Mesir; Daya Tarik yang Tiada Habisnya!
By: Nandang Burhanudin
*****
Membicarakan Mesir, ibarat menghitung pasir di lautan. Mesir menjadi sangat menarik, bukan karena bangunannya, atau monorail, bukan pula karena yacht yang bersandar di sungai Nil. Tapi Mesir semakin menarik, karena sejarahnya yang lengkap. Memotret kehidupan dari segala penjuru dan watak manusia.

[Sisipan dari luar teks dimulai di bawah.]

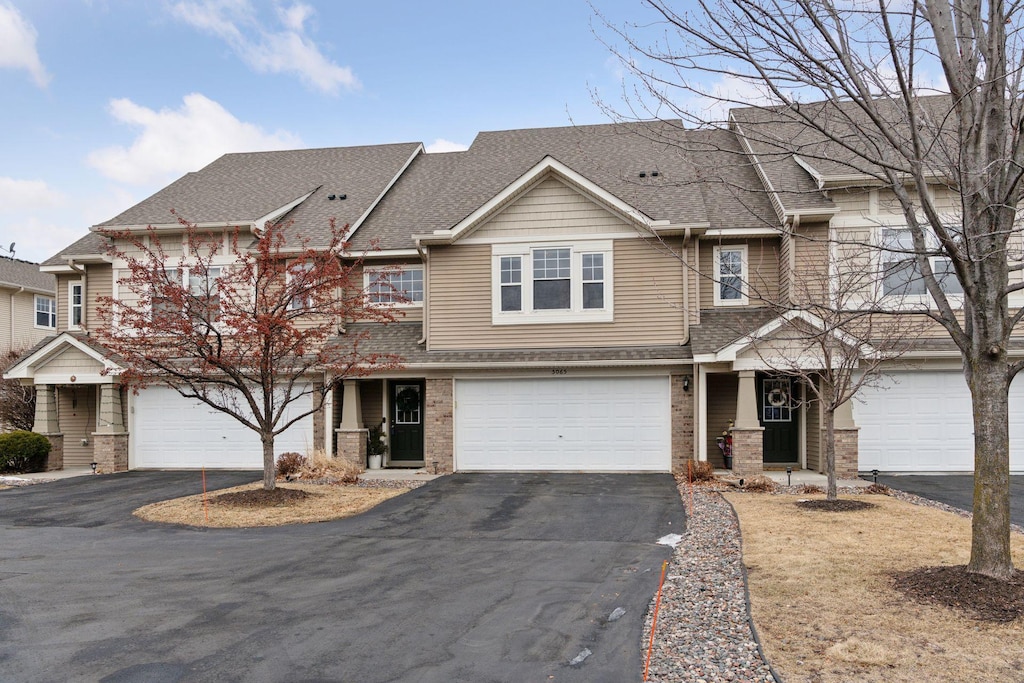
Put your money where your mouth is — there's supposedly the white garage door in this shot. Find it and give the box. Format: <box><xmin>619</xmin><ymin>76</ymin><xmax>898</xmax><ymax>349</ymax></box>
<box><xmin>131</xmin><ymin>387</ymin><xmax>313</xmax><ymax>469</ymax></box>
<box><xmin>455</xmin><ymin>377</ymin><xmax>672</xmax><ymax>472</ymax></box>
<box><xmin>853</xmin><ymin>371</ymin><xmax>1024</xmax><ymax>472</ymax></box>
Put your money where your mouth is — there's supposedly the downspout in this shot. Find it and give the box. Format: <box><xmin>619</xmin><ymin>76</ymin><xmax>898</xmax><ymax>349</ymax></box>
<box><xmin>679</xmin><ymin>227</ymin><xmax>691</xmax><ymax>346</ymax></box>
<box><xmin>68</xmin><ymin>258</ymin><xmax>86</xmax><ymax>332</ymax></box>
<box><xmin>416</xmin><ymin>238</ymin><xmax>430</xmax><ymax>346</ymax></box>
<box><xmin>7</xmin><ymin>287</ymin><xmax>23</xmax><ymax>351</ymax></box>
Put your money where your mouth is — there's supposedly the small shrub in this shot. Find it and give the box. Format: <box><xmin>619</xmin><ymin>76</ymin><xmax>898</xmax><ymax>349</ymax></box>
<box><xmin>689</xmin><ymin>460</ymin><xmax>715</xmax><ymax>481</ymax></box>
<box><xmin>743</xmin><ymin>474</ymin><xmax>776</xmax><ymax>494</ymax></box>
<box><xmin>0</xmin><ymin>431</ymin><xmax>50</xmax><ymax>473</ymax></box>
<box><xmin>278</xmin><ymin>453</ymin><xmax>306</xmax><ymax>477</ymax></box>
<box><xmin>300</xmin><ymin>449</ymin><xmax>361</xmax><ymax>483</ymax></box>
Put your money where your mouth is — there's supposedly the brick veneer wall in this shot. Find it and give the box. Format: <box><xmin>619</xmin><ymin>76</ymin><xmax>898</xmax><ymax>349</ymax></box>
<box><xmin>671</xmin><ymin>375</ymin><xmax>694</xmax><ymax>472</ymax></box>
<box><xmin>423</xmin><ymin>379</ymin><xmax>455</xmax><ymax>473</ymax></box>
<box><xmin>732</xmin><ymin>427</ymin><xmax>765</xmax><ymax>477</ymax></box>
<box><xmin>46</xmin><ymin>434</ymin><xmax>63</xmax><ymax>472</ymax></box>
<box><xmin>92</xmin><ymin>434</ymin><xmax>128</xmax><ymax>474</ymax></box>
<box><xmin>821</xmin><ymin>427</ymin><xmax>860</xmax><ymax>479</ymax></box>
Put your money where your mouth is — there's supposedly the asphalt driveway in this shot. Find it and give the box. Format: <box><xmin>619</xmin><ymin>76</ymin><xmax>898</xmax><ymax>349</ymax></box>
<box><xmin>0</xmin><ymin>472</ymin><xmax>684</xmax><ymax>682</ymax></box>
<box><xmin>879</xmin><ymin>474</ymin><xmax>1024</xmax><ymax>526</ymax></box>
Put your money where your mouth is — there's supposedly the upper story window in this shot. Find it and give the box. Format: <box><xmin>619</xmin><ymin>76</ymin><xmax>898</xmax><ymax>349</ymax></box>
<box><xmin>713</xmin><ymin>245</ymin><xmax>749</xmax><ymax>306</ymax></box>
<box><xmin>492</xmin><ymin>241</ymin><xmax>612</xmax><ymax>325</ymax></box>
<box><xmin>288</xmin><ymin>261</ymin><xmax>313</xmax><ymax>310</ymax></box>
<box><xmin>68</xmin><ymin>282</ymin><xmax>85</xmax><ymax>328</ymax></box>
<box><xmin>364</xmin><ymin>266</ymin><xmax>423</xmax><ymax>306</ymax></box>
<box><xmin>36</xmin><ymin>294</ymin><xmax>57</xmax><ymax>330</ymax></box>
<box><xmin>882</xmin><ymin>227</ymin><xmax>964</xmax><ymax>297</ymax></box>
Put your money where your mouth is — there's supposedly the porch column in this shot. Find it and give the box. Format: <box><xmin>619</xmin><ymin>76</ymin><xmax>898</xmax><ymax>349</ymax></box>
<box><xmin>32</xmin><ymin>384</ymin><xmax>63</xmax><ymax>472</ymax></box>
<box><xmin>732</xmin><ymin>370</ymin><xmax>764</xmax><ymax>477</ymax></box>
<box><xmin>92</xmin><ymin>384</ymin><xmax>128</xmax><ymax>473</ymax></box>
<box><xmin>335</xmin><ymin>380</ymin><xmax>368</xmax><ymax>468</ymax></box>
<box><xmin>821</xmin><ymin>400</ymin><xmax>860</xmax><ymax>479</ymax></box>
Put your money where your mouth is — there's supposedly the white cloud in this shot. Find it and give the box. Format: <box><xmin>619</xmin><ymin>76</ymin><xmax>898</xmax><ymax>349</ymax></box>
<box><xmin>426</xmin><ymin>137</ymin><xmax>469</xmax><ymax>155</ymax></box>
<box><xmin>0</xmin><ymin>177</ymin><xmax>65</xmax><ymax>211</ymax></box>
<box><xmin>171</xmin><ymin>0</ymin><xmax>359</xmax><ymax>94</ymax></box>
<box><xmin>88</xmin><ymin>93</ymin><xmax>301</xmax><ymax>185</ymax></box>
<box><xmin>0</xmin><ymin>0</ymin><xmax>50</xmax><ymax>88</ymax></box>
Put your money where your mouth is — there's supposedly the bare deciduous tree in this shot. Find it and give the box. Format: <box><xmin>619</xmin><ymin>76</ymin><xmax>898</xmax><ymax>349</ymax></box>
<box><xmin>606</xmin><ymin>0</ymin><xmax>1024</xmax><ymax>579</ymax></box>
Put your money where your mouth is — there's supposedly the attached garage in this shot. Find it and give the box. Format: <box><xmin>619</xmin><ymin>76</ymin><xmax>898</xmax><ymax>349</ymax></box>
<box><xmin>455</xmin><ymin>376</ymin><xmax>672</xmax><ymax>472</ymax></box>
<box><xmin>129</xmin><ymin>387</ymin><xmax>313</xmax><ymax>469</ymax></box>
<box><xmin>853</xmin><ymin>371</ymin><xmax>1024</xmax><ymax>472</ymax></box>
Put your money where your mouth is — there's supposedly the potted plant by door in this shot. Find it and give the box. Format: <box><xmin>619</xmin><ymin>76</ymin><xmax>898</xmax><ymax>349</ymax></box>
<box><xmin>367</xmin><ymin>425</ymin><xmax>387</xmax><ymax>470</ymax></box>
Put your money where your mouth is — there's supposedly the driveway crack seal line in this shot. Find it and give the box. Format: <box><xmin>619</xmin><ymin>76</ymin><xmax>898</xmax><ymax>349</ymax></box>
<box><xmin>718</xmin><ymin>494</ymin><xmax>783</xmax><ymax>683</ymax></box>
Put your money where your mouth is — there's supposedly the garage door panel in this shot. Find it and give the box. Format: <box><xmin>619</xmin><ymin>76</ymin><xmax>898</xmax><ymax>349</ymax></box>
<box><xmin>455</xmin><ymin>377</ymin><xmax>671</xmax><ymax>471</ymax></box>
<box><xmin>854</xmin><ymin>371</ymin><xmax>1024</xmax><ymax>472</ymax></box>
<box><xmin>131</xmin><ymin>387</ymin><xmax>313</xmax><ymax>469</ymax></box>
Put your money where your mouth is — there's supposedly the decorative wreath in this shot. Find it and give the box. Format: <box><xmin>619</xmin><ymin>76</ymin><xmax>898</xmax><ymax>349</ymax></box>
<box><xmin>768</xmin><ymin>389</ymin><xmax>790</xmax><ymax>408</ymax></box>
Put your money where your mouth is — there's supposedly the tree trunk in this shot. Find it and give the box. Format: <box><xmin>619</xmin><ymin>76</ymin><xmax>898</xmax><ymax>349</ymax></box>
<box><xmin>260</xmin><ymin>434</ymin><xmax>278</xmax><ymax>490</ymax></box>
<box><xmin>967</xmin><ymin>356</ymin><xmax>1014</xmax><ymax>579</ymax></box>
<box><xmin>823</xmin><ymin>405</ymin><xmax>839</xmax><ymax>501</ymax></box>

Sungguh, berbicara tentang Mesir, maka ia berbicara tentang perjalanan dunia dan kehidupan alam semesta ini. Kitab-kitab Samawi seakan sepakat menjadikan Mesir sebagai ensiklopedi kehidupan. Mencatat lengkap orang-orang shalih yang senantiasa berhadapan dengan penguasa-penguasa jahat. Kehadiran para nabi di masa lalu hingga alim ulama yang dikenal sepanjang sejarah. Namun Mesir pun juga sangat kaya dengan jiwa-jiwa "sok tahu" bahkan pribadi-pribadi ganda yang mudah dimanfaatkan pemangku kebijakan. Oleh karena itu, sangat wajar bila sejarah "penguasa" baik di Mesir selalu berjalan singkat. Tidak pernah lama, selama dinasti-dinasti jahat.
Kekurangan Mesir ini, menurut hemat saya, justru menjadi kelebihan Mesir itu sendiri. Abdun Nasser misalnya, saat ia mengkudeta Jenderal Muhammad Naguib, ia menampilkan diri sebagai sosok Islamis. Diba'iat di hadapan Mursyid Ikhwan. Berdiri di samping makam Asy-Syahid Hasan Al-Banna sembari berikrar menjadi penyambung perjuangan, Islam. Saat itulah ia pun membebaskan banyak tahanan politik dari Ikhwan. Namun tak perlu lama, Syaikh Al-Ghazali menuturkan, Nasser berubah 180 derajat. Ia memecah rakyat menjadi 2 kelompok; Ikhwan dan Dirinya. Ia pun memilih kebijakan anomali. Mendukung India dalam perang melawan Pakistan, Eriteria melawan Ethiopia muslim, Cyprus Kristen vs Cyprus Islam, mengundang pemimpin Katholik Balkan yang merestui pembantaian muslim, dan banyak lagi.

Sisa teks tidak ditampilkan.